Lalu ditujukan kepada siapa dan bagaimana maksud doa tersebut? Orang-orang bertaqwa yang dilindungi Ilahi itu adalah kaum Muslimin golongan Ahmadiyah, Muslim Ahmadi, karena merekalah yang menyambut dan mengikuti Sang Penyeru (Munâdi) yang menyeru kepada iman (yunâdi lil-îmân) pada zaman akhir ini, yakni Hazrat Mirza Ghulam Ahmad (1835-1908), seorang putera Persi yang setelah menggapai iman di bintang tsuraya lalu menurunkannya ke bumi kemudian menyeru dunia, seruannya “an âminû birabbikum.” Pada saat itu akhir abad ke-19 M sampai sekarang di bumi memang banyak umat Islam, tetapi tinggal namanya; mereka membaca Quran Suci, tetapi sejatinya hanya mengeja hurufnya, karena tak lebih dari tenggorokan, masjid-masjid mereka memang makmur, karena banyak pengunjung dan kegiatannya dan megah pula bangunannya, tetapi sunyi dari petunjuk, alim ulamanya merupakan makhluk yang paling buruk di bawah kolong langit, karena dari mulut mereka keluar fitnah padahal fitnah itu hanya kembali kepada mereka sendiri, namun demikian mereka dengan bangga mendabik dada sebagai orang yang takut kepada Allah karena mereka merasa sebagai orang yang dituju oleh ayat suci innamâ yakhsyallâha min ‘ibâdihil-‘ulamâ’u, yang mereka terjemahkan “Sesungguhnya yang takut kepada Allah di antara hamba-hamba-Nya hanyalah ulama (35:28) dan hadits Nabi al-‘ulamâ’u warasâtul-anbiyâ’i, ulama itu pewaris para nabi. Keadaan semacam inilah yang sangat dicemaskan oleh Rasulullah saw., sehingga beliau menangis di hadapan Tuhan serta berdo’a: Yâ Rabbi, inna qaumit-tahadzû hâdzal-qur’âna mahjûrâ, wahai Tuhanku, sesungguhnya kaumku memperlakukan Quran ini sebagai barang yang ditinggalkan (25:30).

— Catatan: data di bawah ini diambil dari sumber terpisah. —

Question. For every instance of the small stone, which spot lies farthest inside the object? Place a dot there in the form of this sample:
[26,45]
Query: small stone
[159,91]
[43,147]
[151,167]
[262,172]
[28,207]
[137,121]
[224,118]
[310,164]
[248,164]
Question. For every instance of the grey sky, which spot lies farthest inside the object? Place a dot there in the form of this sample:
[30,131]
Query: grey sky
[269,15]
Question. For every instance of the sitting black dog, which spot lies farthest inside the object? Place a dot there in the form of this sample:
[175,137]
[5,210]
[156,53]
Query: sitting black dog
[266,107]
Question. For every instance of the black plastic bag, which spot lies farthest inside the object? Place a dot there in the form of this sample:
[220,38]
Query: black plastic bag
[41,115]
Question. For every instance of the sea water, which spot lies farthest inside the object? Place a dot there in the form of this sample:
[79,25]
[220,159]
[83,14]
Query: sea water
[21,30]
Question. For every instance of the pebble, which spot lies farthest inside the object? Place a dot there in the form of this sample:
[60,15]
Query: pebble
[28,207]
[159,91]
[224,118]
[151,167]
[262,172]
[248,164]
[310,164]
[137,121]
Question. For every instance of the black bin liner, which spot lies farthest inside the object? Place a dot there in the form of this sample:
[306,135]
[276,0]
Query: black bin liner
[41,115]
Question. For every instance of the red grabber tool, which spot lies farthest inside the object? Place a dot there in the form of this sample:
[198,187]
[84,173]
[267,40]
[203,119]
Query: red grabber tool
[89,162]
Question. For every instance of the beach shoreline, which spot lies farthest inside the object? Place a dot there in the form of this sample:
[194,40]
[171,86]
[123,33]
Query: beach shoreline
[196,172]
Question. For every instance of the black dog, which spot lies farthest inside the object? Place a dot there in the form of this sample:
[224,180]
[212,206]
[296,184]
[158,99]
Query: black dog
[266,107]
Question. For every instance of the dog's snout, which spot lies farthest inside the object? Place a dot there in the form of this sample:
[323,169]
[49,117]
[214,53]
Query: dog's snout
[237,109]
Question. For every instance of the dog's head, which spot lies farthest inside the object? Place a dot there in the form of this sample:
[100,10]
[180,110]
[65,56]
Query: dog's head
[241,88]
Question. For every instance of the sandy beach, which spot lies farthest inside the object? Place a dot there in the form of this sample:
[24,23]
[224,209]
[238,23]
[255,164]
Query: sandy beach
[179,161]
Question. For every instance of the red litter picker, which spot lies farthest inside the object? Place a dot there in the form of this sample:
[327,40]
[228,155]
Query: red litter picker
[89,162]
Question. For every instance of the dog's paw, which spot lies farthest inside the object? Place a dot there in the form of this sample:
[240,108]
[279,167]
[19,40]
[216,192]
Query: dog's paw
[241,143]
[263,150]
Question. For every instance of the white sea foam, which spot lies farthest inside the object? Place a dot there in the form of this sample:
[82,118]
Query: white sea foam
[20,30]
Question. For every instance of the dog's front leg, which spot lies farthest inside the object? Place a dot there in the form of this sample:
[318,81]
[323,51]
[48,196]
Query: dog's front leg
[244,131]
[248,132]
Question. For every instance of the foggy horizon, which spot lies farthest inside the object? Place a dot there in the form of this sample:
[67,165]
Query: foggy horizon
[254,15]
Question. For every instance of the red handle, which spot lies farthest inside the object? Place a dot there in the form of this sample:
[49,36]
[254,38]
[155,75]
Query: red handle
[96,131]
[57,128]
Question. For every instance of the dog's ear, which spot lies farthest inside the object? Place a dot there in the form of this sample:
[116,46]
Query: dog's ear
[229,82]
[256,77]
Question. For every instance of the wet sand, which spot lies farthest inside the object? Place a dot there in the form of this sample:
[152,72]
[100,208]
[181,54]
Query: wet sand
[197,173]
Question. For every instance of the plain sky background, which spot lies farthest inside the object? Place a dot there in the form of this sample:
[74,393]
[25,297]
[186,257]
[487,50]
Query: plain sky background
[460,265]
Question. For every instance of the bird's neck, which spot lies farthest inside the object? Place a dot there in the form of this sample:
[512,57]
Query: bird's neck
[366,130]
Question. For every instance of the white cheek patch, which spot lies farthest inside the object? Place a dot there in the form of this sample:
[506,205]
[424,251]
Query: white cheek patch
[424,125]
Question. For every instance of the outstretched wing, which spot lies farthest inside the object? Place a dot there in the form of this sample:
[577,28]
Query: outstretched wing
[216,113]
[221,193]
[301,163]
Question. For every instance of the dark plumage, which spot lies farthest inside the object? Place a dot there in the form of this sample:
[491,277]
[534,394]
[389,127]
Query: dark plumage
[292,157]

Setelah hijrah ke Madinah pada tahun 622 M, Nabi Suci mendapat hiburan samawi bahwa mâ kânallâhu liyadzaral-mu’minîna ‘alâ mâ antum ‘alaihi hattâ yamizal-khabitsa minath-thayyibi, Allah tak akan membiarkan kaum mukmin berada dalam kamu sekarang ini sampai Ia memisahkan yang buruk dari yang baik (3:179). Pemisahan Ilahi tersebut kini telah dipenuhi dengan diutusnya seorang Penyeru (Munâdî) yang menyeru kepada iman, yunâdî lil-îmân, mazhar sempurna Rasulullah Muhammad saw. yang kedatangannya telah dinubuatkan oleh para Utusan Ilahi terdahulu, baik yang disebutkan dalam Quran Suci ataupun tidak. Dalam arti inilah maksud doa: “Rabbanâ wa âtinâ mâ wa’attanâ ‘alâ rusûlika ….” (3:194), sebab Allah SWT menjelaskan pemenuhan janji-Nya melalui para Nabi Utusan Allah itu diabadikan dalam Quran Suci sebagai berikut:

“Dia ialah Yang membangkitkan di kalangan bangsa Ummi seorang Utusan di antara mereka, yang membacakan kepada mereka ayat-ayat-Nya, dan menyucikan mereka, dan mengajarkan kepada mereka Kitab dan Kebijaksanaan, walaupun mereka sebelumnya benar-benar dalam kesesatan yang terang. Dan (Dia juga Yang membangkitkan seorang Utusan dari) orang-orang lain yang belum pernah menggabungkan diri dengan mereka (bangsa Ummi). Dan Ia adalah Yang Maha-perkasa, Yang Maha-bijaksana” (QS 62:2-3).

Utusan dari bangsa Ummi atau Arab adalah Nabi Suci Muhammad saw., sedang Utusan dari orang-orang atau bangsa lain – yakni bangsa Persi – yang belum pernah berjumpa dengan bangsa Ummi (Arab) itu adalah Hazrat Mirza Ghulam Ahmad (1835-1908)2 yang telah mampu menggapai iman yang menggantung di bintang Tsuraya, kemudian beliau sebagai Munâdî (Penyeru) pada zaman akhir ini mendapat amanat Ilahi Yunâdi lil-îmân (menyeru kepada iman): “An âminû birabbikum” (berimanlah kepada Tuhan kamu); mereka yang menyambutnya fa âmannâ, kami beriman, adalah kaum Muslimin yang pada tanggal 1 Nopember 1900 dinamakan kaum Ahmadiyah.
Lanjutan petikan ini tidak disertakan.